Su énfasis en “desarrollo interesante” dejaba claro a qué se refería. O más bien, a quién.
—Fue un fin de semana normal —respondí con frialdad—. Trabajo. Reuniones. Lo habitual.
—¿En serio? —preguntó, fingiendo sorpresa—. Porque después de la forma en que te lanzaste a defender el honor de tu asistente, pensé que tal vez habría… progresado la situación.
—No hay ninguna “situación”, Carlos —espeté, más bruscamente de lo que pretendía—. Morgan es mi asistente. Mi empleada. Nada más.
Carlos me estudió por un momento, esa irritante capacidad suya para ver a través de mis defensas en pleno funcionamiento.
—Sabes —dijo finalmente, inclinándose hacia adelante—, para alguien que proclama indiferencia, pareces extraordinariamente tenso cuando se menciona a cierta asistente de ojos cautivadores.

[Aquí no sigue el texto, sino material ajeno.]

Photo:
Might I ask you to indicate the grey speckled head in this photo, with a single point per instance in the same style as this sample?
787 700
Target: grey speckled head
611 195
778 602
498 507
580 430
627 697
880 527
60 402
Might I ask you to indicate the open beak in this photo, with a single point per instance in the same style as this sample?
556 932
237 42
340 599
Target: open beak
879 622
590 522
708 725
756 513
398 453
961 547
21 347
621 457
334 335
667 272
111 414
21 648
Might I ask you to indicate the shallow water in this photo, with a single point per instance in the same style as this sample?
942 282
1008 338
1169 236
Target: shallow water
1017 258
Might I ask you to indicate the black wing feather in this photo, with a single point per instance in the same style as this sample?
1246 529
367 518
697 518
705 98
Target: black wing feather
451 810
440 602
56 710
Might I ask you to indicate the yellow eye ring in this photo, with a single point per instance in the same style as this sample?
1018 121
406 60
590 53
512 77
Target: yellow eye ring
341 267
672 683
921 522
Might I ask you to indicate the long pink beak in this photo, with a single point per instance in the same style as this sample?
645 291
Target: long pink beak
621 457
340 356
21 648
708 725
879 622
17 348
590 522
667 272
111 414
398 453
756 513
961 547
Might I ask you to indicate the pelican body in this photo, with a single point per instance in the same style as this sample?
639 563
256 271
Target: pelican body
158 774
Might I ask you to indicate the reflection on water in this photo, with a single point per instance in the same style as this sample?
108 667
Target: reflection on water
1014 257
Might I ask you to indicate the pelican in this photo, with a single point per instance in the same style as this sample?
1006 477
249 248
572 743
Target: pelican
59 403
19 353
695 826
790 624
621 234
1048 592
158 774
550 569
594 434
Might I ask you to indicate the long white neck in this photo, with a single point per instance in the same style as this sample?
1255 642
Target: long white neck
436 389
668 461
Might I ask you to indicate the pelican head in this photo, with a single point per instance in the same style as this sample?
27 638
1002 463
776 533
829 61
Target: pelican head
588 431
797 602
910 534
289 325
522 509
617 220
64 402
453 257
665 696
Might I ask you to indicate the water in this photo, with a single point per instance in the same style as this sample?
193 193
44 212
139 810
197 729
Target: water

—Es una empleada valiosa —concedí, intentando sonar profesional—. Sería difícil reemplazarla.
—¿Valiosa? —repitió, con una sonrisa cada vez más amplia—. Vaya, es el elogio más entusiasta que te he oído dar en años. Debe ser realmente excepcional.
Algo en su tono encendió una alarma en mi mente.
—Lo es —respondí cautelosamente—. Profesionalmente hablando.
—Hmm —murmuró, tamborileando sus dedos sobre el reposabrazos del sillón—. Tal vez debería descubrir por mí mismo qué la hace tan… valiosa.
—¿Qué quieres decir? —pregunté, sintiendo una inexplicable tensión en mi mandíbula.
—Quiero decir que quizás debería invitarla a salir —declaró con casual indiferencia, como si estuviera comentando el clima—. Una cena, tal vez. Conocerla fuera del contexto laboral.
Algo posesivo rugió dentro de mí. La idea de Carlos y Lyxirea juntos, en una cena romántica, riendo, tal vez incluso…
—No —dije abruptamente, la palabra escaparon de mis labios antes de que pudiera detenerla.
Carlos levantó una ceja, su expresión ahora abiertamente divertida.
—¿No? —repitió—. ¿Y por qué no, exactamente? ¿Existe alguna política corporativa que prohíba a los amigos del CEO invitar a salir a las asistentes ejecutivas?
—No es… apropiado —argumenté débilmente, sabiendo lo ridículo que sonaba.
—Interesante —comentó, estudiándome con renovada atención—. No es apropiado que yo la invite a salir, pero perfectamente aceptable que tú la defiendas a puñetazos en un bar, la lleves a casa en tu auto, y vuelvas a tu apartamento con esa expresión de cachorro perdido que intentas desesperadamente ocultar desde entonces.
Lo fulminé con la mirada, odiando cada palabra porque contenía demasiada verdad.
—No tengo expresión de “cachorro perdido” —protesté, aferrándome al detalle más trivial porque no podía negar el resto.
—Por favor —resopló Carlos—. Te conozco desde hace ocho años, Gabriel. Nunca, ni una sola vez en todo ese tiempo, te he visto mirar a una mujer como miras a Lyxirea Morgan. Ni siquiera a Colette.